Hon. Jody Wilson-Raybould, P.C., Q.C., M.P., is the independent member of Parliament for the British Columbia riding of Vancouver Granville.
“Our people are in a profound period of transition and of nation building or rebuilding.”
I said these words when I was regional chief of the B.C. Assembly of First Nations some eight years ago. They remain true today.
Understanding this transition is key to making sense of the conflict regarding Coastal GasLink’s pipeline and who speaks for the Wet’suwet’en people in approving or not approving developments through their territory. Much of the pipeline dialogue is framed in simplistic ways: Build the pipeline, or don’t; respect Indigenous rights, or not. But such frames do not help us understand how we got here, and what we must do to avoid or quickly address such conflicts. Let me explain.
Reconciliation requires transitioning from the colonial system of government imposed on First Nations through the Indian Act, to systems of Indigenous governance that are determined by Indigenous peoples and recognized by others.
Indigenous peoples must do this work. We have to deconstruct the colonial reality, identify shared priorities and visions, rebuild governance structures and capacity, determine how to move out of the Indian Act and revitalize legal orders. This includes clarifying the role of hereditary chiefs and systems in today’s world.
The Crown also has a role to play in this transition. Governments must transform their conduct to support nation and governance building without imposition or interference. They must get their own houses in order, by fundamentally reshaping legislation, policy and practices, and they must ask themselves: "Do our laws, policies and practices support the establishment of proper relations between distinct Crown and Indigenous governments, laws and jurisdictions?”
The pipeline conflict is a stark reminder that we have not moved with enough urgency or clarity in advancing this transition.
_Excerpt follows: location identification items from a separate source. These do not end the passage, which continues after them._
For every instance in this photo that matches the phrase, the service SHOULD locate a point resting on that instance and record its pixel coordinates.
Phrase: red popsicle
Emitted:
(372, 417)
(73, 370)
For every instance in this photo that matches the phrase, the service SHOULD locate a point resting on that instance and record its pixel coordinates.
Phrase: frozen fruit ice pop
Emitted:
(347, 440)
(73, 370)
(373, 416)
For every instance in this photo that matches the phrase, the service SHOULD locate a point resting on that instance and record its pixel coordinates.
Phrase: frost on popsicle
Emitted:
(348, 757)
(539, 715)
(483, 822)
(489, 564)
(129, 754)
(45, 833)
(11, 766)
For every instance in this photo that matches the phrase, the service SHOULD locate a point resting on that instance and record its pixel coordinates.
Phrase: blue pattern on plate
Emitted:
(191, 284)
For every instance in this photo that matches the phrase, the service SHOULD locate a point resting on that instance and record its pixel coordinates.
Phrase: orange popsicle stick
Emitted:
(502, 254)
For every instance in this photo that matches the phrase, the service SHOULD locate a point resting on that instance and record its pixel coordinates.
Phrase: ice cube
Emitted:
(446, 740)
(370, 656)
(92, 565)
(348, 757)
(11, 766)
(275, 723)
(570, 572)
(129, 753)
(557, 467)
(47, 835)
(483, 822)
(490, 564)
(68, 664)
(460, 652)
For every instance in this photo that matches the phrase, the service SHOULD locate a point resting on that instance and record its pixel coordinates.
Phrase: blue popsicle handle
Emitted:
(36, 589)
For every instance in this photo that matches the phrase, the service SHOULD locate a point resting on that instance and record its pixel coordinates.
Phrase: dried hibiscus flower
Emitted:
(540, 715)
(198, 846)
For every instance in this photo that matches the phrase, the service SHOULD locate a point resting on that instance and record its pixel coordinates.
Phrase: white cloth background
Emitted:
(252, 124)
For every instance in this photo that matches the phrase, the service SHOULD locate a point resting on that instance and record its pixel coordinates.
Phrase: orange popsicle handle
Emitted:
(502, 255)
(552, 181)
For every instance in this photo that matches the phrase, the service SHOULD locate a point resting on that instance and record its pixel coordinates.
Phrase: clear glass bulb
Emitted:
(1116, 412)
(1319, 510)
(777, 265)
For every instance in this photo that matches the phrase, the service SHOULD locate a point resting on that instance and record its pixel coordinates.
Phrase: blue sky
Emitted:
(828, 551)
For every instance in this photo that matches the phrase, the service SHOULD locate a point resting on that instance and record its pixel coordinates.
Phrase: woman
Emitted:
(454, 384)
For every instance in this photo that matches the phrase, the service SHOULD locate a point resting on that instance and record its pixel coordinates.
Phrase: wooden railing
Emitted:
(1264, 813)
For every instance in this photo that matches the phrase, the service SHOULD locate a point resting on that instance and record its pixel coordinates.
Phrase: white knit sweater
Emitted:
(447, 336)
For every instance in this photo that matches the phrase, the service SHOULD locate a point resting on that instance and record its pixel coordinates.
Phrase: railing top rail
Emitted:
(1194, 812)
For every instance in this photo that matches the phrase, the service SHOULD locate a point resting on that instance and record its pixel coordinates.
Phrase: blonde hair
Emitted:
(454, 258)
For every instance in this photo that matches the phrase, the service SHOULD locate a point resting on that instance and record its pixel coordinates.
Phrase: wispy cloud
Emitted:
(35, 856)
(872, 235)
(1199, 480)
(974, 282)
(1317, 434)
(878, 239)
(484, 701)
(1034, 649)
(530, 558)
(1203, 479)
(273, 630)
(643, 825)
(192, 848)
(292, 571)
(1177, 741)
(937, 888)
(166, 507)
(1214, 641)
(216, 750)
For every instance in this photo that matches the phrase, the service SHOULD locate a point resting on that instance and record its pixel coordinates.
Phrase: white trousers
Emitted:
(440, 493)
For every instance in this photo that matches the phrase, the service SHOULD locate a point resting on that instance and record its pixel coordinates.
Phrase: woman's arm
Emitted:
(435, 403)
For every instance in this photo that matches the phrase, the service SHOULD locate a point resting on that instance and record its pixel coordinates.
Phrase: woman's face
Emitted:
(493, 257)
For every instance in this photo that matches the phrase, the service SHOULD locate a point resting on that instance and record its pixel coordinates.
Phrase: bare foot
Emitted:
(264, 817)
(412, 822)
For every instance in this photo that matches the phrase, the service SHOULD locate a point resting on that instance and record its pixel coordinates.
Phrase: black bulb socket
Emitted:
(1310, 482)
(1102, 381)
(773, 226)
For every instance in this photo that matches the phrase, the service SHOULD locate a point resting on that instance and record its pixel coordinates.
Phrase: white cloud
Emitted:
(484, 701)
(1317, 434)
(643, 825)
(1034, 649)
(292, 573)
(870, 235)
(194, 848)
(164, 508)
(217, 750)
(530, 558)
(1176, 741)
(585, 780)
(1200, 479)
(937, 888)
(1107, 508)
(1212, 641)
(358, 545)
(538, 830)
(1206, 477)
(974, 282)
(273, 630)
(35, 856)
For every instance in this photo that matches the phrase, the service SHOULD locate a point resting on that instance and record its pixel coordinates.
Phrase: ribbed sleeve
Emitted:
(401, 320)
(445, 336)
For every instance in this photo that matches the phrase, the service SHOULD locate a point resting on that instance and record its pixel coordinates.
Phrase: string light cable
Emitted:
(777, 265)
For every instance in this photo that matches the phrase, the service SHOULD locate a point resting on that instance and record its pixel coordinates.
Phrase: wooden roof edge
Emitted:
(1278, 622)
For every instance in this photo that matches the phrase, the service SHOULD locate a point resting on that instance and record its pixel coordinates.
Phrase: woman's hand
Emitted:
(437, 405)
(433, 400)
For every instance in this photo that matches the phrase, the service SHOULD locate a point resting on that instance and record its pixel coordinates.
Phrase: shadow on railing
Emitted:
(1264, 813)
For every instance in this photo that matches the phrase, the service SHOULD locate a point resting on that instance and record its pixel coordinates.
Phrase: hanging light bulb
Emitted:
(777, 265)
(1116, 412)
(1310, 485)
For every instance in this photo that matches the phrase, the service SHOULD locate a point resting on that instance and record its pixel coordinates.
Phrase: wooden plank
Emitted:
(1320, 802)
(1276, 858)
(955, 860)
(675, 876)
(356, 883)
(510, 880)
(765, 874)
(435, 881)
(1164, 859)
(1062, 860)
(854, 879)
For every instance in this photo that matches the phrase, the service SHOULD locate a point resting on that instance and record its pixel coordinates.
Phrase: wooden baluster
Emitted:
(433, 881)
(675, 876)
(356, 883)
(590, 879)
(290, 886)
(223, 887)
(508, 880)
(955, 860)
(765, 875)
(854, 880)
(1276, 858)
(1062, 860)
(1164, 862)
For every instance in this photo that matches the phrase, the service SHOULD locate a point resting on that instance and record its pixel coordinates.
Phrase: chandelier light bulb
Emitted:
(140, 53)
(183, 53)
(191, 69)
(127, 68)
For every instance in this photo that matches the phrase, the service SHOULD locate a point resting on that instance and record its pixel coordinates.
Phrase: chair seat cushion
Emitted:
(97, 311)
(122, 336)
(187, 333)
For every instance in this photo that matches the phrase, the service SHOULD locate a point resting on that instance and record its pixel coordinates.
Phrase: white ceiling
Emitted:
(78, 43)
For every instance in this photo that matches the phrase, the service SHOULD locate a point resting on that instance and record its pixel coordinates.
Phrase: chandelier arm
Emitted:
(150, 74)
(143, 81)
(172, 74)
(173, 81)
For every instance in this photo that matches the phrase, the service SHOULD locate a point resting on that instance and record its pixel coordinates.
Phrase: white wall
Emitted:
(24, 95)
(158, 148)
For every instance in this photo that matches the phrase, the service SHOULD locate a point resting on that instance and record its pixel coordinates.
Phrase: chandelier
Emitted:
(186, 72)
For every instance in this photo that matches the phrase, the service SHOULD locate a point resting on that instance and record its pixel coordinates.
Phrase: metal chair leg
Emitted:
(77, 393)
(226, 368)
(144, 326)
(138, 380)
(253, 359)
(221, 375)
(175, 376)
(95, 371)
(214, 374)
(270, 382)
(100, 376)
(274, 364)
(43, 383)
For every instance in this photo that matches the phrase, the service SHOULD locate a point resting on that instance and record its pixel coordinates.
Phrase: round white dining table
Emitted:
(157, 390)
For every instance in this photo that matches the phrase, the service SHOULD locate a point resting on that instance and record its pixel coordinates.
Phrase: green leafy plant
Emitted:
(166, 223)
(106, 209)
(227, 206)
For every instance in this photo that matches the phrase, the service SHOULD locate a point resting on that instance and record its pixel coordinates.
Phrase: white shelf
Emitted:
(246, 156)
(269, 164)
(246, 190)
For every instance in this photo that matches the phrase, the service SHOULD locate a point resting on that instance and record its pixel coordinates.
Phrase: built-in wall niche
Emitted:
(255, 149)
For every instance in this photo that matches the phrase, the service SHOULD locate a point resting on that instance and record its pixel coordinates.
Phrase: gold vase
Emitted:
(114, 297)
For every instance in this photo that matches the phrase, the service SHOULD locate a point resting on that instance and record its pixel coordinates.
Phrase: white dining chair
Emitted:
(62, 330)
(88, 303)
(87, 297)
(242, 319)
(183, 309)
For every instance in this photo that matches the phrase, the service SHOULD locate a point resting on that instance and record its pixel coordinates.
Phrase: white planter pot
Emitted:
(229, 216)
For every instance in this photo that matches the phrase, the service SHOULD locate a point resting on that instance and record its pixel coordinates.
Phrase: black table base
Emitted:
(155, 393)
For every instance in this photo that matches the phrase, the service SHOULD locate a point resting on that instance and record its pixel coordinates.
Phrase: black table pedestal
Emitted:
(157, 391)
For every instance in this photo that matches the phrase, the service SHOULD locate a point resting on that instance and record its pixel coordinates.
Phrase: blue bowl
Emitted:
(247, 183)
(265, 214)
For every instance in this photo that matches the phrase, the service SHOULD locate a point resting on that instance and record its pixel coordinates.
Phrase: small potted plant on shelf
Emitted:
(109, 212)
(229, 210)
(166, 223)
As is typical, the pipeline was advanced for many years primarily through engagement and agreements and with Indian Act band councils. I understand why it is commonly believed this is appropriate: For better or for worse, the system of band administration is what exists under the Indian Act, and as such can appear to be the most expedient route for governments and industry. The band councils have an important role to play in facilitating the nation-building transition, but in many contexts, dealing with band councils alone results in significant confusion and conflict, and it raises hard questions about whether the rights of Indigenous collectives – who are the proper rights holders in our Constitution – are being respected.
The legal reality is that band councils are a creature of the colonial Indian Act and have limited delegated authority tied to reserves. They do not have inherent authority, nor are they self-governing or an expression of self-determination. They cannot simply represent the proper rights holder – the broader group that shares a common language, culture and tradition – and typically there is more than one band within a given territory of an Indigenous people. As part of nation and government rebuilding, Indigenous peoples may self-determine to adopt aspects of the band council system or have them represent the peoples with respect to title and rights – but that is up to them. This is not a choice for government or industry.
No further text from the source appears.